Why Fluency Needs Creative Application
The ultimate goal of fluency and number sense practice is not speed, it’s the ability to think flexibly about numbers and apply them in meaningful ways.
A simple multiplication fact like 5 × 8 doesn’t live in isolation. It shows up again and again across a student’s academic life: in fractions, algebra, trigonometry, calculus, physics, economics, and beyond. When students truly understand numbers, they can recognize and use those relationships wherever they appear.
One of the clearest signs of mastery is the ability to use knowledge creatively, not just recall it on demand.
What Are Number Portraits?
That’s where Number Portraits come in.
Number Portraits are curriculum-aligned creative task that follow the same curriculum as Daily Digits. In a Number Portrait task, each student is given a number, expression, or equation and asked to create a visual, creative representation of it using Tile Farm Studio. This process reveals far more than whether a student can compute correctly. It shows how they reason, how flexibly they think, and how deeply they understand the mathematics involved.
Fluency That Encourages Thinking, Struggle, and Joy
Number Portraits naturally invite productive struggle. Students test ideas, revise their work, and refine how they represent a mathematical idea. In doing so, they demonstrate real fluency: not just correctness, but understanding.
Just as importantly, Number Portraits turn fluency and number sense into something joyful and expressive. Even students who are typically quiet or hesitant often light up when given the chance to share their thinking visually. The activity has a low floor, high ceiling, and wide walls, allowing every student to engage while leaving room for depth, creativity, and extension.
What Does This Look Like in Practice?
The best way to understand Number Portraits is to see students’ work.
Below are examples of Number Portraits spanning a wide range of mathematical ideas ranging from early counting to fractions and order of operations. Each one beautifully expresses how students use fluency as a tool for thinking while allowing students to be creative and personally expressive.
1. Representations of 10

The image above shows six diverse representations of 10 made by kindergarten students in Pasadena, CA. Can you see how each Number Portrait represents the number 10?
2. Artistic Addition Fact

The image above, made by a student from Tucson, AZ shows how Number Portraits can connect addition fact fluency with things that are personally meaningful to students.
3. Multiple Representations of Multiplication

Number Portraits are a fantastic way for students to display their understanding of multiplication facts. The example above shows nine different representations a student made of the fact 3*9=27.
4. Order of Operations

Number portraits can turn difficult to grasp concepts like order of operations into simple artistic representations that are easy to understand. This Number Portrait is an artistic visual representation of (2*6 + 1)*6 =78 78.
5. Colorful Fractions

Even just a single Number Portraits activity can do wonders for developing students’ fraction sense and conceptual understanding of numbers. The canvas above is one students’ simple yet beautiful representation of ⅔ * ¼ = ⅙ .
From Number Portraits to Number Talks
These same Number Portraits can also be opened by teachers in Tile Talk, where they become powerful conversation starters.
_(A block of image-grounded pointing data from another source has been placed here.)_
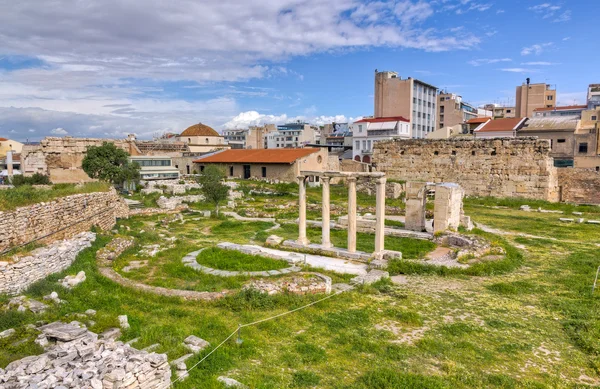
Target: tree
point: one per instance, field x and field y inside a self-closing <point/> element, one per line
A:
<point x="110" y="163"/>
<point x="213" y="188"/>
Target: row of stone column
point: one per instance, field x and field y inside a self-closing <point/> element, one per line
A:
<point x="326" y="217"/>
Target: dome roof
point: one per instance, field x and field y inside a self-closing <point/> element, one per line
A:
<point x="199" y="130"/>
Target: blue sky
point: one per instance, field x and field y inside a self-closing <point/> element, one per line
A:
<point x="105" y="69"/>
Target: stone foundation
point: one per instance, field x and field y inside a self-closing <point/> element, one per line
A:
<point x="62" y="218"/>
<point x="21" y="272"/>
<point x="501" y="167"/>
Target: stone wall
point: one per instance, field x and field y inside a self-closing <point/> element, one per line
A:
<point x="502" y="167"/>
<point x="65" y="217"/>
<point x="22" y="271"/>
<point x="580" y="186"/>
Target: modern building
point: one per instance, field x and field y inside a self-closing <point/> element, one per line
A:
<point x="251" y="138"/>
<point x="156" y="167"/>
<point x="368" y="131"/>
<point x="568" y="111"/>
<point x="291" y="135"/>
<point x="499" y="128"/>
<point x="202" y="138"/>
<point x="9" y="145"/>
<point x="452" y="110"/>
<point x="281" y="164"/>
<point x="593" y="98"/>
<point x="501" y="112"/>
<point x="411" y="99"/>
<point x="532" y="96"/>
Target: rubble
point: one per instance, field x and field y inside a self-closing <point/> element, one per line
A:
<point x="77" y="358"/>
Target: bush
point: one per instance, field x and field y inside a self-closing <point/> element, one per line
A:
<point x="36" y="179"/>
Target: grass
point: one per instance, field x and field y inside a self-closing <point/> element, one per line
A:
<point x="529" y="321"/>
<point x="217" y="258"/>
<point x="26" y="195"/>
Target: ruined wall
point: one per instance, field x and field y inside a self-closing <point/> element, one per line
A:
<point x="581" y="186"/>
<point x="61" y="158"/>
<point x="76" y="214"/>
<point x="504" y="167"/>
<point x="18" y="274"/>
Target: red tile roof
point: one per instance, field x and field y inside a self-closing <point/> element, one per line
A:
<point x="564" y="108"/>
<point x="478" y="120"/>
<point x="379" y="120"/>
<point x="258" y="156"/>
<point x="506" y="124"/>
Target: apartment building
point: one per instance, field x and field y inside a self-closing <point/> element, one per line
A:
<point x="408" y="98"/>
<point x="291" y="135"/>
<point x="532" y="96"/>
<point x="251" y="138"/>
<point x="452" y="110"/>
<point x="366" y="132"/>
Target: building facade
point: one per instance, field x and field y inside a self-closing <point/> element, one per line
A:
<point x="452" y="110"/>
<point x="366" y="132"/>
<point x="411" y="99"/>
<point x="532" y="96"/>
<point x="291" y="135"/>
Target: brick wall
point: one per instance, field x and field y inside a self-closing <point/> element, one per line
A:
<point x="484" y="167"/>
<point x="581" y="186"/>
<point x="77" y="212"/>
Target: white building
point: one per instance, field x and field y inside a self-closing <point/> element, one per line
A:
<point x="366" y="132"/>
<point x="292" y="135"/>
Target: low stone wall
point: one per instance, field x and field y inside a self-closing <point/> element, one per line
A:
<point x="62" y="218"/>
<point x="79" y="359"/>
<point x="21" y="272"/>
<point x="581" y="186"/>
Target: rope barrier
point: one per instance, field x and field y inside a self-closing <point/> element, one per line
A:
<point x="255" y="323"/>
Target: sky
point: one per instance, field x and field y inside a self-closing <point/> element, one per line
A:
<point x="107" y="68"/>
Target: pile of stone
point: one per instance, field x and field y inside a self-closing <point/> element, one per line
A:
<point x="305" y="283"/>
<point x="72" y="281"/>
<point x="77" y="358"/>
<point x="21" y="272"/>
<point x="114" y="248"/>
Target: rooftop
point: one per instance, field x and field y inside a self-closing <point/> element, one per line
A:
<point x="507" y="124"/>
<point x="258" y="156"/>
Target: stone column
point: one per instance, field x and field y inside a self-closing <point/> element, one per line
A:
<point x="351" y="214"/>
<point x="325" y="238"/>
<point x="302" y="211"/>
<point x="380" y="214"/>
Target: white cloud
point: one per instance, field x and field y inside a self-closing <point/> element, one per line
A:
<point x="487" y="61"/>
<point x="536" y="49"/>
<point x="254" y="118"/>
<point x="59" y="131"/>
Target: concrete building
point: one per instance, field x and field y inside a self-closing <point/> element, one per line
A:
<point x="411" y="99"/>
<point x="570" y="110"/>
<point x="532" y="96"/>
<point x="452" y="110"/>
<point x="593" y="98"/>
<point x="499" y="128"/>
<point x="156" y="167"/>
<point x="251" y="138"/>
<point x="291" y="135"/>
<point x="9" y="145"/>
<point x="202" y="138"/>
<point x="282" y="164"/>
<point x="366" y="132"/>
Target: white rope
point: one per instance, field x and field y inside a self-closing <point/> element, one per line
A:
<point x="251" y="324"/>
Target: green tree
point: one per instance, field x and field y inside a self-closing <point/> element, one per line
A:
<point x="110" y="163"/>
<point x="213" y="188"/>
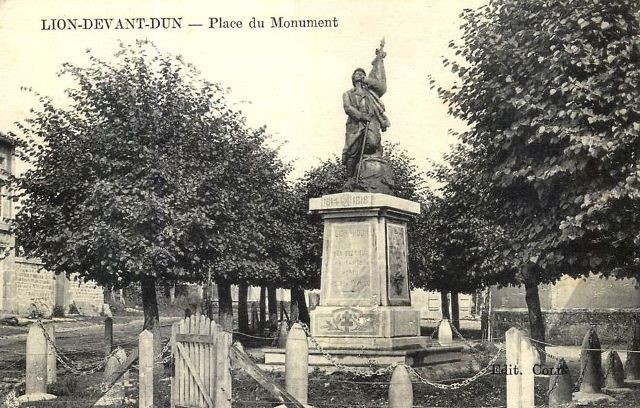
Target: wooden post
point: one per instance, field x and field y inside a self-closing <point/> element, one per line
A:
<point x="400" y="389"/>
<point x="145" y="347"/>
<point x="297" y="363"/>
<point x="528" y="357"/>
<point x="52" y="371"/>
<point x="223" y="369"/>
<point x="108" y="336"/>
<point x="514" y="382"/>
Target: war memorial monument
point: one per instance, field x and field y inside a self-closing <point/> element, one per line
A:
<point x="365" y="314"/>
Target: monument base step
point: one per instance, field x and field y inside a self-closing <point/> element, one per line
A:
<point x="415" y="357"/>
Because students’ visual representations are open-ended, they naturally lend themselves to rich number talks: students can describe what they notice, explain how they decomposed a number or expression, compare different strategies, and use geometric vocabulary to talk about arrays, groups, symmetry, area, shapes, rows, columns, and parts of a whole.
Just as importantly, students feel real pride when their work becomes the center of a classroom conversation. Instead of simply showing whether they got an answer right, they get to share how they thought, what they created, and the mathematical choices they made. That sense of ownership helps students see themselves as mathematical thinkers whose ideas are worth discussing.